Causou alvoroço a celebração na Basílica de São Pedro, pelo Cardeal tradicionalista Raymond Burke, de uma missa no antigo rito romano (a chamada Missa Tridentina), pessoalmente autorizada pelo Papa Leão. O evento, parte da 14ª peregrinação da Summorum Pontificum, marcou o retorno da liturgia tradicional ao altar da Cátedra após uma ausência de dois anos. Mais de dois mil fiéis participaram, incluindo jovens famílias e seminaristas, em uma atmosfera que lembrava as celebrações pré-conciliares, legado de um tempo que se pensava definitivamente superado.

Não por acaso, foi a imprensa internacional a notar de imediato a singularidade do gesto. O New York Times escreveu: "Um cardeal estadunidense de alto perfil celebrou uma missa tradicional em latim... entusiasmando os católicos tradicionalistas que se sentiram abandonados depois que o Papa Francisco havia limitado ao extremo o rito antigo." O Newsday observou, no entanto, que "a celebração foi interpretada por muitos como um sinal tangível de que Leão poderia estar mais próximo das instâncias dos tradicionalistas." Mas será que uma restauração está realmente em curso? Ou se trata de um gesto de reconciliação?

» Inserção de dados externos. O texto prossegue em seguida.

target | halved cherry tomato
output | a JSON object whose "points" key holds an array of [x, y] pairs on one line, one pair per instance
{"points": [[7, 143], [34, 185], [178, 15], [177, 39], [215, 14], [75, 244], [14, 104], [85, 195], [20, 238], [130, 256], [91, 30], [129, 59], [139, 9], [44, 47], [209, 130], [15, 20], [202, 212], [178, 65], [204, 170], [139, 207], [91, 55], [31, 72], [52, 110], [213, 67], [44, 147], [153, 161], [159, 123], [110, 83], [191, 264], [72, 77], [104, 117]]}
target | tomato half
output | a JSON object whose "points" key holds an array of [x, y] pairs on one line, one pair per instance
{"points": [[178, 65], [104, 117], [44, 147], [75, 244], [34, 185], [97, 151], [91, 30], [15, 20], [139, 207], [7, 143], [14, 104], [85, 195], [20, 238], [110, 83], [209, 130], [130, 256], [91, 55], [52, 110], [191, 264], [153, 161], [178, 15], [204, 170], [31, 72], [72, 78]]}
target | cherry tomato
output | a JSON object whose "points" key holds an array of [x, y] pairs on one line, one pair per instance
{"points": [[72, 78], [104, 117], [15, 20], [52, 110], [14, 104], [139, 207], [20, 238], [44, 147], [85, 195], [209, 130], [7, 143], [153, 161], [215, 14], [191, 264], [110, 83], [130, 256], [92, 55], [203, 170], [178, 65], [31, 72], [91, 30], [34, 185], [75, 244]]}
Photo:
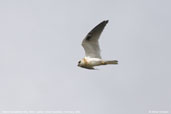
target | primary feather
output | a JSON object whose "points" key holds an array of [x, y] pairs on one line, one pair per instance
{"points": [[90, 42]]}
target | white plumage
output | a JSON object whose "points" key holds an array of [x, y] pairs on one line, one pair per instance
{"points": [[92, 49]]}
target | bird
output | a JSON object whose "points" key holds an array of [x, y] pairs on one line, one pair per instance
{"points": [[92, 49]]}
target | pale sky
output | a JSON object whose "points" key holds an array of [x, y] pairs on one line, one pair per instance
{"points": [[40, 45]]}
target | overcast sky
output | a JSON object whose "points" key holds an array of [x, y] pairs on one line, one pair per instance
{"points": [[40, 45]]}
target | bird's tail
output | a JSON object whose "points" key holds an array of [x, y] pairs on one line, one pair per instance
{"points": [[111, 62]]}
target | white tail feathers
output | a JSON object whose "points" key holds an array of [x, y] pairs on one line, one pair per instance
{"points": [[111, 62]]}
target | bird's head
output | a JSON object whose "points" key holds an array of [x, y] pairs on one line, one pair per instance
{"points": [[81, 63]]}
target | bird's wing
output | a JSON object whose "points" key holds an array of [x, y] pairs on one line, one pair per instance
{"points": [[90, 42]]}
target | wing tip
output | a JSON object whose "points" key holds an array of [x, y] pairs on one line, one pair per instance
{"points": [[106, 21]]}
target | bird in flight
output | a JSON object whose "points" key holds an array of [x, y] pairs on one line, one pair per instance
{"points": [[92, 49]]}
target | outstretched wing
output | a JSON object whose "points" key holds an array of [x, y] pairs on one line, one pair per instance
{"points": [[90, 42]]}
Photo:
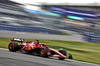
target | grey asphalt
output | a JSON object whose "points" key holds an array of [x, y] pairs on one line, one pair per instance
{"points": [[8, 58], [13, 34]]}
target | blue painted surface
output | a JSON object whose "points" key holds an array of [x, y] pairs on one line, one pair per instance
{"points": [[27, 29], [73, 12]]}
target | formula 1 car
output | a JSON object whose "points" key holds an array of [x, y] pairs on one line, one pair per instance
{"points": [[34, 47]]}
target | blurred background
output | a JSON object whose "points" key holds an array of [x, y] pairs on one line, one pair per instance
{"points": [[78, 20]]}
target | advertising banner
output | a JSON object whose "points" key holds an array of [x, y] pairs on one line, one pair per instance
{"points": [[73, 12]]}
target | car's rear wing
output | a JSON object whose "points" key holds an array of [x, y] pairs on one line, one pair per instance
{"points": [[17, 40]]}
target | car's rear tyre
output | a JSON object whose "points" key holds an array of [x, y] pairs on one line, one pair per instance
{"points": [[70, 56], [62, 52], [43, 52], [13, 47]]}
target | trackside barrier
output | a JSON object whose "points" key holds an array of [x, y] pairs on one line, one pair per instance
{"points": [[27, 29]]}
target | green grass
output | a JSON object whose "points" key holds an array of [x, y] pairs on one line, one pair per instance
{"points": [[82, 51]]}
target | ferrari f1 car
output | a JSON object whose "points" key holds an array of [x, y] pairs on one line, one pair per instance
{"points": [[34, 47]]}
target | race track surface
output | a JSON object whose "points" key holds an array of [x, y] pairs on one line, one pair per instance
{"points": [[13, 34], [8, 58]]}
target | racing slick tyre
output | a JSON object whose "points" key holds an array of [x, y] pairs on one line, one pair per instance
{"points": [[43, 52], [13, 47], [70, 56], [64, 53]]}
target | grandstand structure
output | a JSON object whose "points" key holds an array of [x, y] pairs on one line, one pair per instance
{"points": [[86, 24], [13, 17]]}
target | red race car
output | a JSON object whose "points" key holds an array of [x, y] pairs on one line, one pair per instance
{"points": [[34, 47]]}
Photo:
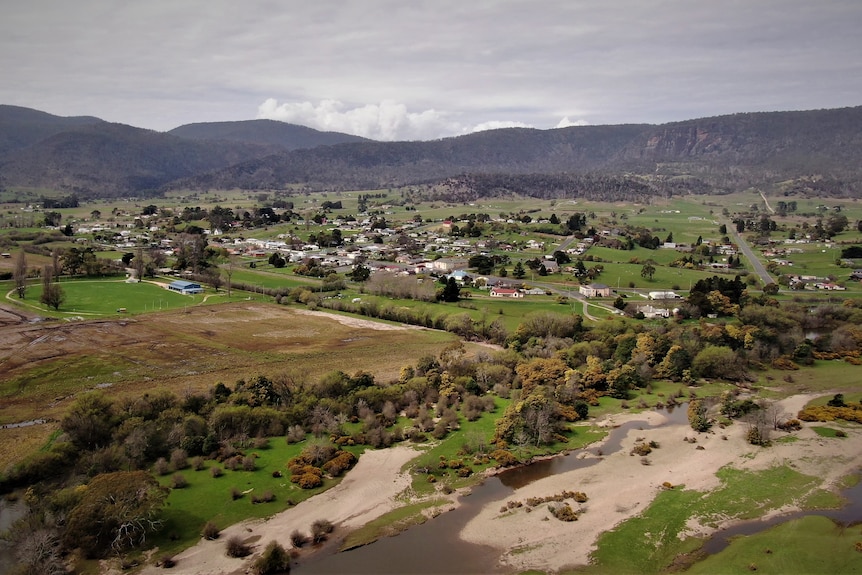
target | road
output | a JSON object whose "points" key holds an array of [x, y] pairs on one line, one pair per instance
{"points": [[749, 254]]}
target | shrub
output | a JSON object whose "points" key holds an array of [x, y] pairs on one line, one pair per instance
{"points": [[236, 547], [298, 538], [563, 512], [161, 466], [179, 459], [210, 531], [275, 559], [504, 457], [320, 529], [309, 481], [178, 481]]}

Um dia antes da celebração de Burke, o Cardeal Matteo Maria Zuppi presidiu as Vésperas em rito romano antigo na Basílica de San Lorenzo in Lucina, também angariando algumas críticas dos setores mais progressistas da comunidade eclesial. Será que Matteo Maria Zuppi também está abrindo as portas a um retorno da tradição? Na realidade, sua presença, assim como a aprovação de Leão a Burke, deve ser interpretada de forma diferente. O próprio Zuppi explica isso no prefácio do interessante livro do jornalista Francesco Lepore, "Bellezza antica e sempre nuova. Il latino nel mondo di oggi" (Beleza antiga e sempre nova. O latim no mundo de hoje, em tradução livre, Castelvecchi): "Na temível polarização generalizada, por vezes cômica e certamente ignorante, o latim não é prerrogativa de ninguém. É uma riqueza e um bem comum", escreve o presidente da CEI, indicando uma visão que não opõe tradição e inovação, mas as integra. Uma visão que, aliás, é defendida por Zuppi não de agora. Desde o início de seu ministério em Bolonha, o cardeal romano tem procurado apaziguar as polarizações incluindo o antigo sem marginalizá-lo, como muitos foram tentados a fazer desde o fim do pontificado de Joseph Ratzinger.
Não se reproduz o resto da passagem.